I pull out the paperwork. It stating I was 5 weeks pregnant. I teared up cause now I definitely feel my depression will get worse and yeah I'm almost 39...km too old for this shit.

"What are you going to do?" George asked softly

"Well for starters. I'm keeping it. Even if you choose to not be here."

"I understand. I still want to be in my kids life." He said softly

It wasn't even a month later George was preparing to move out and the kids were trying to cope with it. I was holding 6 month old Jack in my arms as the other children watched.

Andres

"You're really a piece of shit you know that." I spat at George.

"Andres!" Phillip yelled.

"What mama..He cheats and ask for a divorce and you expect me to be okay with this?" I yelled. "What about my siblings. What about you?? You're pregnant again and he just gets to leave??" I state.

"Andy..I understand your frustration. That is why your mama is making me move out. We are going to do this the healthy way with no fighting." George said softly.

"I don't give a damn. You're no better then how you were when I was 5. You think you can do shit and get away with it." I yelled

"Andres stop yelling. You're scaring the younger kids." My mama said softly rubbing my back.
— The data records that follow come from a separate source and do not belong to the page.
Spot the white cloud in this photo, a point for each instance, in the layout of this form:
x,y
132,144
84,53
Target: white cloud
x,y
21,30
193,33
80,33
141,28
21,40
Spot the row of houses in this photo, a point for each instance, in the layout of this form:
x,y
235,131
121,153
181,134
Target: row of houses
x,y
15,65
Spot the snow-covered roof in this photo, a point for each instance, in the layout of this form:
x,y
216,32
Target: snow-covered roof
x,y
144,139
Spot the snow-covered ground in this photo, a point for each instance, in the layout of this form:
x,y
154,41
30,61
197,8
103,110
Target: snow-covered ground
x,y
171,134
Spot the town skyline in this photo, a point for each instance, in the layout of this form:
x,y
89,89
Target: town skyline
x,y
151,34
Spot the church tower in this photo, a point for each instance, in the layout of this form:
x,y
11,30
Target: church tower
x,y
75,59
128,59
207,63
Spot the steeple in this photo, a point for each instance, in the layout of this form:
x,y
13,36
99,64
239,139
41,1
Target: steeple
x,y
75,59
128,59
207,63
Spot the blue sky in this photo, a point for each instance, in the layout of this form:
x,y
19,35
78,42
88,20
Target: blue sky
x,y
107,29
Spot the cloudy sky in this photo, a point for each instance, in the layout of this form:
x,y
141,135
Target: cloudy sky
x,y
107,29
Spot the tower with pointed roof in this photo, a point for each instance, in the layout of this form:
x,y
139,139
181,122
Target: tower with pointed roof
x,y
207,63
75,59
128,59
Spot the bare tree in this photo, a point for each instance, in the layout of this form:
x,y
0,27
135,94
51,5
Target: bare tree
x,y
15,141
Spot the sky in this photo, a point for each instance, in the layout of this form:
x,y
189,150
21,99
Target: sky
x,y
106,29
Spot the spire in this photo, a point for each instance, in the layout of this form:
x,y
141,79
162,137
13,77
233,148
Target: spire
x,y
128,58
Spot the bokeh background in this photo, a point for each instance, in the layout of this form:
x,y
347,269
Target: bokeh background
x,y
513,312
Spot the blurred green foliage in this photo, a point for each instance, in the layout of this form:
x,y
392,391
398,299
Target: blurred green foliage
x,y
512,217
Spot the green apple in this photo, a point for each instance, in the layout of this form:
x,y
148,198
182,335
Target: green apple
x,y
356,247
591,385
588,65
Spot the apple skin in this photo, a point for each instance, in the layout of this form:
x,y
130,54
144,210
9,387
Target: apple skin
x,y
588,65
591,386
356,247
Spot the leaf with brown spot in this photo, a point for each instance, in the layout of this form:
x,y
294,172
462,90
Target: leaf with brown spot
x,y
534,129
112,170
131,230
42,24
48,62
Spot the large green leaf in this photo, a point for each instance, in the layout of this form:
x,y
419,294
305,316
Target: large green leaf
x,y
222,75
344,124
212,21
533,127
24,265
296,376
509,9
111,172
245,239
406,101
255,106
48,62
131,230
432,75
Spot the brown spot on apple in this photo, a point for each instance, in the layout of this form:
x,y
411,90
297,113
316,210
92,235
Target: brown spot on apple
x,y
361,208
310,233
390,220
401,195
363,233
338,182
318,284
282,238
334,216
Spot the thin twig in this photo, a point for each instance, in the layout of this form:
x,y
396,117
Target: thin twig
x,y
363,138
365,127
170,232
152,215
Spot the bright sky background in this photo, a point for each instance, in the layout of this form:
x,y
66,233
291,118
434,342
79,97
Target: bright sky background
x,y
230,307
George left that day. It was a sore subject for me. He'd been absent half my life and came back and treated my mother terribly. I needed to go and cool off and I'm going to need to step up as a son to help my mama out so she isn't stressed.

I left to get in my car. I sat for a while and thought. I'm 22 years old and my mom is just now realizing my dad was a piece of shit. 3 babies later. Hopefully this is a wake up call. I drove over to my boyfriend's house. I had already been stressed finding out Syrus was transgender and might be pregnant...I just had to be a top that one day.

I knocked on the door and he answered.

"Hey papas." I hugged Syrus softly and kissed his forehead

"Hey, Are you doing okay?" He asked me. He was the first one I told that my parents were divorcing.

"It's a sore topic. My father has always been partially absent. When he'd go on "business trips" but was cheating on my mama." I held back tears.

"Oh baby..have a seat. Everything happened for a reason." He rubbed my back softly.

"I um...I know it might not be the time but I took a pregnancy test yesterday..." he stumbled over his words.

My eyes perked up. Hoping he wasn't but hoping he was so I can be a better father then my father was.

"Well..." I said softly looking into his eyes.

"Yeah...I'm pregnant. Um...actually I'm 10 weeks."

"10 weeks?" I teared up softly

"Is the crying a good thing or bad thing??" He panicked

I showered him with kisses all over his face.

"This...This is a good thing Syrus...I mean I'm graduating college soon and being drafted for Baseball. I'll have a job. We can do this." I said confidently

"Andy...I...I." He stuttered softly

"Are you okay?"

"No I was just expecting you to be mad."

"No why would I be mad Syrus? You're my boyfriend. I love you." I blush softly

"Move in...You can stay here and we can prepare for the baby." He said happily.

"I...I can't my mama she's pregnant again and she's gonna need me." I said softly.

I had an idea tho...

"Syrus...You can stay with us. I'll let my mama know. We can move into a bigger room and have a nursery for it. I have like a 10 bedroom house." I said happily.

"H-He won't be mad?" He said softly.

"No!! This will be great baby. I just know it."

We rushed over to my house. To spread the good news.